バツイチ美女と 御曹司

「マリって変なところで頑固なのよ。
いつもふわっとしてして優しいのに、
こうと決めたら、てこでも動かないのよ。
いつも自分の事より周りの事を優先して、
自分なんかが口癖で、自分の価値を
認めようとしない自己肯定感が底辺
くらい低いの」

本当にそうだ、マリの自己肯定感の
低さには何度も椿と苦笑したものだ。

「ルミエールの妖精の件でも、もっと私の
おかげって思えばいいのに。
自分はただきっかけを作っただけで、
それを上手く利用してイベントにまで
つなげて、今では世界的にルミエール
妖精にまで盛り上げたのは、研吾さんの
手腕以外の何物でもないって言って、
私にも研吾さんを紹介してくれて凄く
いい仕事をさせてもらえて感謝しかない」

それを聞いて研吾もばつの悪い顔をした。

「ほんとにそうだ。

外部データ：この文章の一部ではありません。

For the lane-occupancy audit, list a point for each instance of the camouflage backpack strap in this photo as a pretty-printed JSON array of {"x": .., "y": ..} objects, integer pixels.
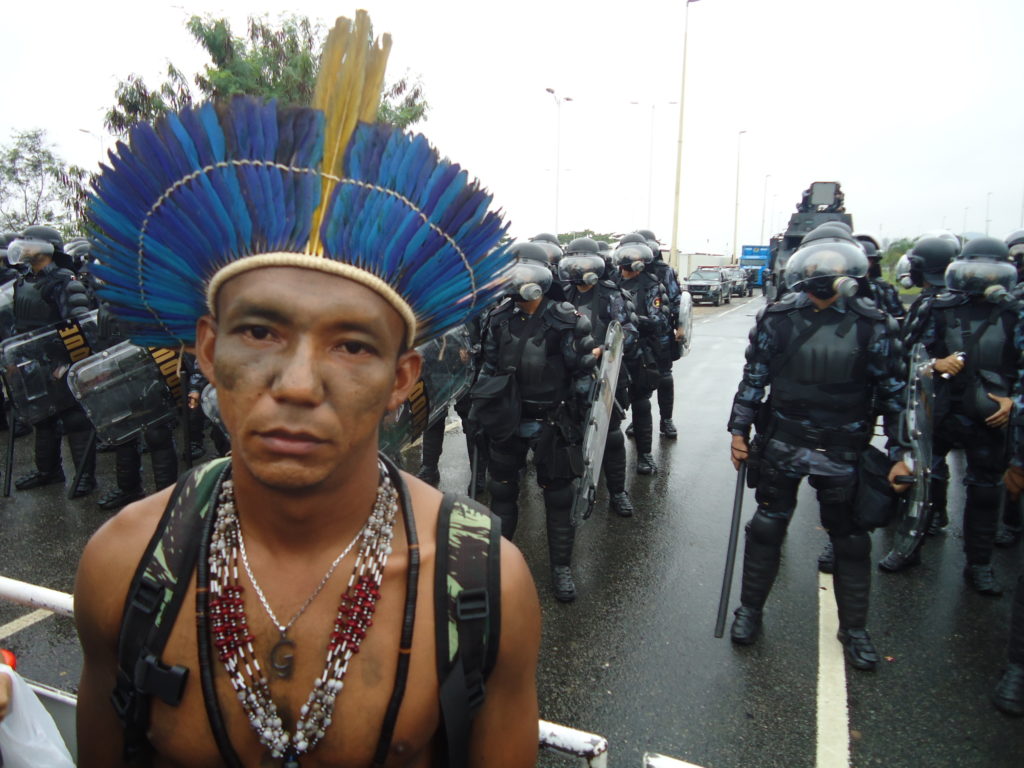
[
  {"x": 153, "y": 603},
  {"x": 467, "y": 615}
]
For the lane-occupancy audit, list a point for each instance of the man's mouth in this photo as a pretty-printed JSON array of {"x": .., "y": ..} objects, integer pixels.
[{"x": 290, "y": 441}]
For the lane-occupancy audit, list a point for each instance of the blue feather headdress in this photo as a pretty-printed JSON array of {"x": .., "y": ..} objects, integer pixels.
[{"x": 206, "y": 194}]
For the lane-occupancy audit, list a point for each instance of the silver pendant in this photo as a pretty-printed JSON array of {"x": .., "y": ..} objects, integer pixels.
[{"x": 283, "y": 657}]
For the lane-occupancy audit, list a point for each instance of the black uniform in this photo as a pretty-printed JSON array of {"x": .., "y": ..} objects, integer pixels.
[
  {"x": 549, "y": 373},
  {"x": 829, "y": 372},
  {"x": 41, "y": 299},
  {"x": 645, "y": 370},
  {"x": 984, "y": 332},
  {"x": 603, "y": 304}
]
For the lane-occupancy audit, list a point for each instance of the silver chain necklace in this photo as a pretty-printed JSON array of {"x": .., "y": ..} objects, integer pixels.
[{"x": 283, "y": 653}]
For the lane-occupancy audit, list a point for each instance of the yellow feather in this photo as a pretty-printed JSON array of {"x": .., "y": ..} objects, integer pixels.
[{"x": 348, "y": 90}]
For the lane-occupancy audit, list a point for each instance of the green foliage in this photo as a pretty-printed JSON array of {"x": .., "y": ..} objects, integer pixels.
[
  {"x": 273, "y": 60},
  {"x": 30, "y": 186},
  {"x": 567, "y": 238}
]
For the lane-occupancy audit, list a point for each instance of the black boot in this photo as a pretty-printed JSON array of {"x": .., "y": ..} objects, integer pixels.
[
  {"x": 48, "y": 469},
  {"x": 84, "y": 455},
  {"x": 826, "y": 560},
  {"x": 852, "y": 583},
  {"x": 557, "y": 502}
]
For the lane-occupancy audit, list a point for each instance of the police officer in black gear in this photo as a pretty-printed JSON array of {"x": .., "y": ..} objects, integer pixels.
[
  {"x": 649, "y": 303},
  {"x": 49, "y": 294},
  {"x": 666, "y": 387},
  {"x": 970, "y": 331},
  {"x": 885, "y": 295},
  {"x": 541, "y": 351},
  {"x": 829, "y": 360},
  {"x": 602, "y": 302}
]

ルミエールの妖精の
イベントもマリさんのアイデアだったし、
お礼に何でもすると言ったんだ。
ブランドのバックでもなんでもいいと
言ったのに、マリさんの希望はチケット
二枚だけだったんだ。
それも、椿さんの娘さんとマリさんの
友人の娘さんの為に…」

研吾がつぶやくように言った。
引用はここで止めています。